O Climáximo esteve presente nos II Encontro Ecossocialista Latino-americano e Caribenho, que aconteceram de 8 a 11 de Novembro em Belém do Pará, no Brasil.
Durante os quatro dias, centenas de ativistas, militantes, indígenas, e representantes de comunidades estiveram reunidos para discutir o ecossocialismo não só como a nossa visão para um mundo melhor pós-capitalista, mas também como estratégia de enfrentamento ao extrativismo, ao espólio, e aos ataques da guerra que os governos e as empresas declaram aos povos do mundo e ao planeta.
No primeiro dia, fizemos uma análise de conjuntura onde se apontou o aumento do assassinato a lideranças no Brasil, bem como os poucos avanços do governo Lula na defesa dos povos indígenas e dos seus territórios.

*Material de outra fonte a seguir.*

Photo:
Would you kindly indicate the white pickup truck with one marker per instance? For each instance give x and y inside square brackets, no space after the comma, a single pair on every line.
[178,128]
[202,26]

A par com isso, companheiros da Colômbia sublinharam o fracasso do progressismo a puxar o travão de mão no colapso climático – evidente nos novos projetos de exploração de petróleo na Amazônia aprovados por Lula.
No segundo dia, assistimos ao lançamento da plataforma Pueblos Contra el Extractivismo, no contexto de um extrativismo cada vez mais agressivo (em particular no Sul Global) relacionado com a crescente militarização e com a digitalização. Além disso, sublinhou-se a escalamento das agressões imperialistas dos Estados Unidos à América Latina e a outros povos.

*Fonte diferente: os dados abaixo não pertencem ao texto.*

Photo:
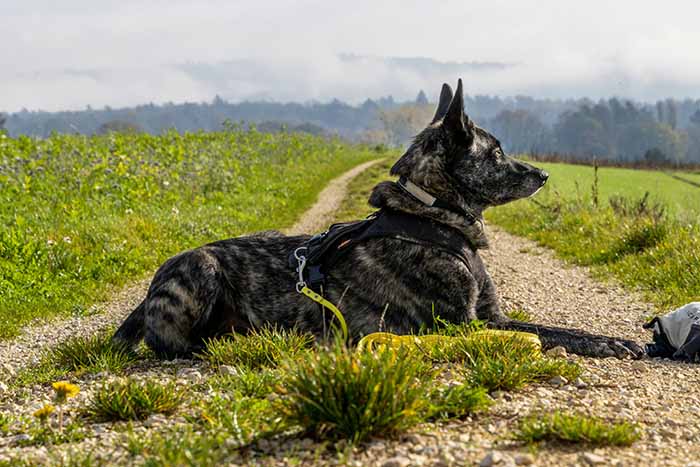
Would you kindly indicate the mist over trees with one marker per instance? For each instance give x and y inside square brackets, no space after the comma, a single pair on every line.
[664,132]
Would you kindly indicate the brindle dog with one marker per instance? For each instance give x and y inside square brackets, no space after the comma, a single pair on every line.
[244,283]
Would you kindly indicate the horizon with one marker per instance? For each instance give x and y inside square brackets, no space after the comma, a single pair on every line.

No terceiro dia, ouvimos no painel de extrativismos companheiros do Togo a relatar o avanço da exploração de petróleo e gás no continente africano. No painel de povos indígenas, foi reafirmada a nossa recusa em participar na COP30 e nos processos institucionais que apenas têm piorado a situação dos povos. À tarde, os companheiros da campanha @fueramekorot deram a conhecer a sua luta na Argentina contra a Mekorot, a empresa de águas israelita que é tanto cúmplice no apartheid na Palestina quanto na privatização do bem comum que é a água em território argentino.

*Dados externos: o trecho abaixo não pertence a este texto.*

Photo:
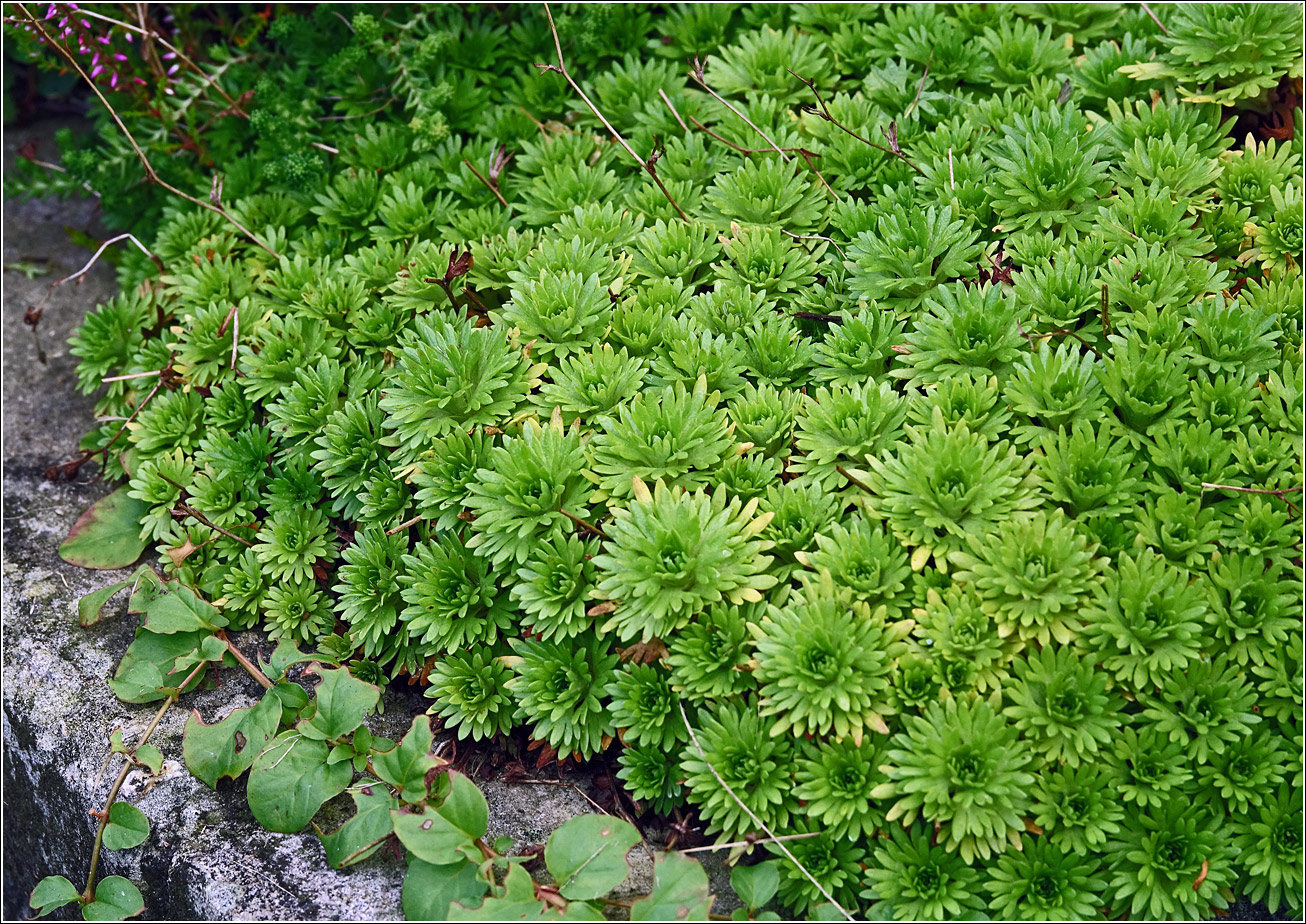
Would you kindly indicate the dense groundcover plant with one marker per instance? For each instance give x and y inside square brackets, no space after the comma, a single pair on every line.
[875,428]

No último dia, interviemos no painel “Diálogos entre a América Latina e a Europa: estratégia ecossocialista internacionalista e intercontinental”. Lá, reafirmamos o combate à indústria fóssil como a espinha dorsal do que deve ser uma estratégia ecossocialista intercontinental.
Como próximos passos saíram:
- os VII Encontros Internacionais Ecossocialistas em 2026 na Bélgica
- a realização do Seminário Ecossocialista no Brasil, no âmbito do Encontro Internacional Antifascista
- a realização dos III Encontro Ecossocialista Latino-americano e Caribenho em 2027 na Colômbia
O Climáximo é um coletivo internacionalista e acreditamos profundamente que só com estratégias comuns e solidariedade global poderemos vencer a crise climática. O Encontro em Belém permitiu o fortalecimento de laços com coletivos e processos de outras latitudes, contribuindo para uma maior aproximação e para um passo em frente na construção comum do ecossocialismo como visão e como estratégia para deter a barbárie.
Viva os povos do mundo, unidos em solidariedade e em luta contra o imperialismo, o extrativismo e o capitalismo!